See also: Declarative 'patch' system

On 25 June 2014, Jonathan gave a short presentation at iEvoBio 2014. The slide deck is here. This page attempts to explain the context and present status of this work, as of June 2014.

History

We've implemented two different 'patch' systems for making ad hoc modifications to the taxonomy. Currently there are a few hundred patches. The script that makes the taxonomy has become increasingly fragile and confusing due to order dependence and context sensitivity of the patch directives. Furthermore we have identified regression testing as an important unfilled need. The solution seems to be a fully declarative language in which one writes biological claims. A claim can be either asserted into the taxonomy, or tested against it for regression testing.

To get to this goal the syntax and semantics of the claim language needs to be specified. Thus the idea presented in the talk that terms of the language designate taxa, and claims are relations between taxa, or other 'about' taxa.

The language is only partially implemented (Claim.java in smasher); there is much left to do. The talk was just to give a flavor of the theory that was the outcome of months of experience and reflection, not to report on a working system.

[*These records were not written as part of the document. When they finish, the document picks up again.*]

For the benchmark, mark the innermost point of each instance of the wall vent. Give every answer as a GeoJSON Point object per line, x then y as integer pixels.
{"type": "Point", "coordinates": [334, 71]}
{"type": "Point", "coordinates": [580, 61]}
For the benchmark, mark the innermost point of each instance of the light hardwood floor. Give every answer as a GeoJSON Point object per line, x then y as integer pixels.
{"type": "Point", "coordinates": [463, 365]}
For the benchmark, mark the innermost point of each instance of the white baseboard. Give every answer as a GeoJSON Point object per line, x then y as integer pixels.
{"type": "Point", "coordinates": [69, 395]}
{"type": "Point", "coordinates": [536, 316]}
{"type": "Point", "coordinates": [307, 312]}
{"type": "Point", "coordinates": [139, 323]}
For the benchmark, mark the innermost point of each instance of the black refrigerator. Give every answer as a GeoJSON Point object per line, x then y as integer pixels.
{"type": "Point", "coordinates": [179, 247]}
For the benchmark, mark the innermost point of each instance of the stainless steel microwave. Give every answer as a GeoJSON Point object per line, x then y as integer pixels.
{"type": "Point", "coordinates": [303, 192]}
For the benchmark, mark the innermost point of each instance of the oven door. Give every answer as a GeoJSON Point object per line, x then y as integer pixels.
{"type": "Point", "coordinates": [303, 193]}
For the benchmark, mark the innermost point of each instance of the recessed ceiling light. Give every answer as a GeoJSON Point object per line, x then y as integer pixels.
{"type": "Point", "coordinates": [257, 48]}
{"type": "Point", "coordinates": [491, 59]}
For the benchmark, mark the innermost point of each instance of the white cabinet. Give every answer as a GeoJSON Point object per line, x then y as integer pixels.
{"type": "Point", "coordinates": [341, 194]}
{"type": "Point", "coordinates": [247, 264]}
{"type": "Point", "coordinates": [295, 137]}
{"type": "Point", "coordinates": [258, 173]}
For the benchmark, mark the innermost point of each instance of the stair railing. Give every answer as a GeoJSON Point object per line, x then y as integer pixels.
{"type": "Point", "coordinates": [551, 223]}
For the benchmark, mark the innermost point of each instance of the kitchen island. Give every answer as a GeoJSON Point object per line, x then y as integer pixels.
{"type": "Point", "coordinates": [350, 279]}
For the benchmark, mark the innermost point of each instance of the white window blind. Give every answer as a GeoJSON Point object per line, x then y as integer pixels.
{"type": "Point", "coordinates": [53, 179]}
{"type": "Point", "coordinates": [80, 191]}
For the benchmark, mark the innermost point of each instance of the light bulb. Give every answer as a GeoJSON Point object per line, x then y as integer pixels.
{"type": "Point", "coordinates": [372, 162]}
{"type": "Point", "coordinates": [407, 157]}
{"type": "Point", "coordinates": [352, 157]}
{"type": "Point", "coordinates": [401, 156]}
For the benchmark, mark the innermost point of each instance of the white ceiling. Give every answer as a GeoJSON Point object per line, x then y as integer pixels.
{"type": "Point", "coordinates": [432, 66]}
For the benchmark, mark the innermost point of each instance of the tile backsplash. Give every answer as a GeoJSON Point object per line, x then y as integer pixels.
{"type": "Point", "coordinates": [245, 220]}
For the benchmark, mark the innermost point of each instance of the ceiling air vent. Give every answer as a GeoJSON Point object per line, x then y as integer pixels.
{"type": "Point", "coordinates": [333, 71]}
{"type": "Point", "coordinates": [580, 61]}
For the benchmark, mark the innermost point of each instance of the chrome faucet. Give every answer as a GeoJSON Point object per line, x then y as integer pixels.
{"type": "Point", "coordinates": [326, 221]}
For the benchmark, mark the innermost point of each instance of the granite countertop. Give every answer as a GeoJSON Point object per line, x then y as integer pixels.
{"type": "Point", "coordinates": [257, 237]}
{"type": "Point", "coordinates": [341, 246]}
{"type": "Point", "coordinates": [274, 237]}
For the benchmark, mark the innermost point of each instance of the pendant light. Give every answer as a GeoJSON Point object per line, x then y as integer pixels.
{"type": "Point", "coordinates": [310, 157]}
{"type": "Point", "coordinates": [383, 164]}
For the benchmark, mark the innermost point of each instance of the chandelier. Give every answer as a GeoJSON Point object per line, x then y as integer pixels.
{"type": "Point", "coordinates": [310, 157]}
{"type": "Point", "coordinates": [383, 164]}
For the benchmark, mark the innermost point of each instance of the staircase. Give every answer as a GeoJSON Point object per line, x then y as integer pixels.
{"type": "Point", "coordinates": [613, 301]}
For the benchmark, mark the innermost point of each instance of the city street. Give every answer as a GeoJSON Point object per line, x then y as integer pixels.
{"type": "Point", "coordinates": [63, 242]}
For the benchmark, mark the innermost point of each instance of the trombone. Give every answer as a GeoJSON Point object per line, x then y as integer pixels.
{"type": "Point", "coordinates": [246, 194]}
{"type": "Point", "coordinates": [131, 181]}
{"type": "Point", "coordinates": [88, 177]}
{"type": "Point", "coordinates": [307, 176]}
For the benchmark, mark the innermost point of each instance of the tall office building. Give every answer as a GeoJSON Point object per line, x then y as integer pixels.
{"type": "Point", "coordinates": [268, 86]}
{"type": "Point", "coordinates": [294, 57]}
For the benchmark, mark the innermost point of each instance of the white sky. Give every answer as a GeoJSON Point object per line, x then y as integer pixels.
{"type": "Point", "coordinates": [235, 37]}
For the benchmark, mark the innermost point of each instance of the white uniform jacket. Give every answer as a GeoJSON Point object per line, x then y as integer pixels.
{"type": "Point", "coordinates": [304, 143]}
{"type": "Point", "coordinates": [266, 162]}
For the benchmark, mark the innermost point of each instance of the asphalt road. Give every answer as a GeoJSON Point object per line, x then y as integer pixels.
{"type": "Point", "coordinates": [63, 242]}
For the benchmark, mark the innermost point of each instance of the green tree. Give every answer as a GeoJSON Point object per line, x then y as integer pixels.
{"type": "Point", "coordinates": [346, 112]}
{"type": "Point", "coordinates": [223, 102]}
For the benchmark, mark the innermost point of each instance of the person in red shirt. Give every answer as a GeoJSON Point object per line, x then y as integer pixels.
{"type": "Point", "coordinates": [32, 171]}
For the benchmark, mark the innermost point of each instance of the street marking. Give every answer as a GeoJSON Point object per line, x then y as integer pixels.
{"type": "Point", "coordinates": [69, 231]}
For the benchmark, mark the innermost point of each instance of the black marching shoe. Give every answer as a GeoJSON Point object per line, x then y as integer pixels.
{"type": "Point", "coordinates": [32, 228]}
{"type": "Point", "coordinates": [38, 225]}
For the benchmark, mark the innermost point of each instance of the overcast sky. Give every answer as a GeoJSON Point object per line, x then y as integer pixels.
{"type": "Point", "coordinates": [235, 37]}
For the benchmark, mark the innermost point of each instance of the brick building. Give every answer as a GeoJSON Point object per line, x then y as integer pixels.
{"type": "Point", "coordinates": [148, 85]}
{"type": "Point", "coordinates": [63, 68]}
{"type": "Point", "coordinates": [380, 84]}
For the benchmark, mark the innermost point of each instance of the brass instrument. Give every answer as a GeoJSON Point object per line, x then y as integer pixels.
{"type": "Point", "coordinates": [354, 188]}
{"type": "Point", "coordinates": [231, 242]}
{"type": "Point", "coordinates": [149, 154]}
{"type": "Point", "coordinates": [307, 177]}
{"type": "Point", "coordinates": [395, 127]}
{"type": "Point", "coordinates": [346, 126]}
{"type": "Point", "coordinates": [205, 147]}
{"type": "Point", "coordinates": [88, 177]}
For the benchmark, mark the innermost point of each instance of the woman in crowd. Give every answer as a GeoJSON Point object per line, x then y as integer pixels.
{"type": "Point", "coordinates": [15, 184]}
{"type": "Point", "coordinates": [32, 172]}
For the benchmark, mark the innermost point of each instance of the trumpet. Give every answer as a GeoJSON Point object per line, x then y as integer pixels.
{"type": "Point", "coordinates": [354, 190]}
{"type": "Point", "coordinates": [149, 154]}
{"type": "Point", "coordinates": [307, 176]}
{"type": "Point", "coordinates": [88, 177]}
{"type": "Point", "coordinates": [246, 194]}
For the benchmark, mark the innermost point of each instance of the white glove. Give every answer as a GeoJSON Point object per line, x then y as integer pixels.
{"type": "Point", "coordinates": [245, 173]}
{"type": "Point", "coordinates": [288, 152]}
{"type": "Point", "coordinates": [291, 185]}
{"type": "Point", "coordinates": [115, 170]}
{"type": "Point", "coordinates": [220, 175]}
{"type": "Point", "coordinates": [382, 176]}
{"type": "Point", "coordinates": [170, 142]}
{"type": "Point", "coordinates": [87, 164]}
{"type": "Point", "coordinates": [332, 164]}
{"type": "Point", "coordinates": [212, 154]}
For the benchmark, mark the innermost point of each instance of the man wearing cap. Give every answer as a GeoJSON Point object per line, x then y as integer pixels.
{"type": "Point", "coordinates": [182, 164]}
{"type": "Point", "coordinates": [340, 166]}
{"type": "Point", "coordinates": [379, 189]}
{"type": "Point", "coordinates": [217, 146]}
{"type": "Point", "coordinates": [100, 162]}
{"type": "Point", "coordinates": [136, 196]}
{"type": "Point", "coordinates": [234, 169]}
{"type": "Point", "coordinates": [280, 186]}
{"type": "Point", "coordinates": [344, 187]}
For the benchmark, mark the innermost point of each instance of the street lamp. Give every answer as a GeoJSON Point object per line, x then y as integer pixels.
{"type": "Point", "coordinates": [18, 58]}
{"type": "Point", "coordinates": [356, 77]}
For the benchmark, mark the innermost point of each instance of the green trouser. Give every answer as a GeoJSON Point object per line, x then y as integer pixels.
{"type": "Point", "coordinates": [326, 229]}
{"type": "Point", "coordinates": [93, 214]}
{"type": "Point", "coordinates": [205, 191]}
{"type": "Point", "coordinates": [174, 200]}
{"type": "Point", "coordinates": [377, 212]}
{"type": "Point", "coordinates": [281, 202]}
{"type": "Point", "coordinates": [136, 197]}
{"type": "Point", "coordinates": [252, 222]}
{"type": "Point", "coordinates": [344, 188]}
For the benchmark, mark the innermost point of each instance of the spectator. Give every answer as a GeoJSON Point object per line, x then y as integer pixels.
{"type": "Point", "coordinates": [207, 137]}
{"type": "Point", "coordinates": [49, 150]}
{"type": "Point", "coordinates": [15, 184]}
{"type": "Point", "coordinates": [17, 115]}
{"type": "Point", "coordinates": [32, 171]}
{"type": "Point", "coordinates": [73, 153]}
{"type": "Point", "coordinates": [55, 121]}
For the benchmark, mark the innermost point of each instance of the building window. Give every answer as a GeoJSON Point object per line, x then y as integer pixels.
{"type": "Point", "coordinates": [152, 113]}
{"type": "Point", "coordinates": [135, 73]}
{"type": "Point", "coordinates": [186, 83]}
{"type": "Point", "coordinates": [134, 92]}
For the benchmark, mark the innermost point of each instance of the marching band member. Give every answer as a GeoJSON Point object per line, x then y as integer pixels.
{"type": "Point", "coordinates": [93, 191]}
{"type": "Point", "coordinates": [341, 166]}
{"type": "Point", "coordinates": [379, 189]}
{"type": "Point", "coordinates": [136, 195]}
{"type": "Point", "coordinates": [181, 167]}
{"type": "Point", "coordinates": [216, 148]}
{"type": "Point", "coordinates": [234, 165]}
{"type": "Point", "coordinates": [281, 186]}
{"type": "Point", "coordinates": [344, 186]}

Comparison with the current version of smasher

The smasher 'smashing' process, where two taxonomies are combined, has two phases. First is 'alignment' in which taxon name occurrences in the two taxonomies are assessed for coreference, subject to available information. The complexity here mostly has to do with homonyms, the fact that a single name can refer to different taxa depending on which taxonomy, either within a single taxonomy or across taxonomies (i.e. a single name that isn't a homonym in either taxonomy but refers to different taxa in the two).

In the second phase, taxa that occur in the lower priority taxa are added to the structure of the first taxonomy in compatible locations.

(To be written: how current version works; how it should work based on the 'claim' analysis.)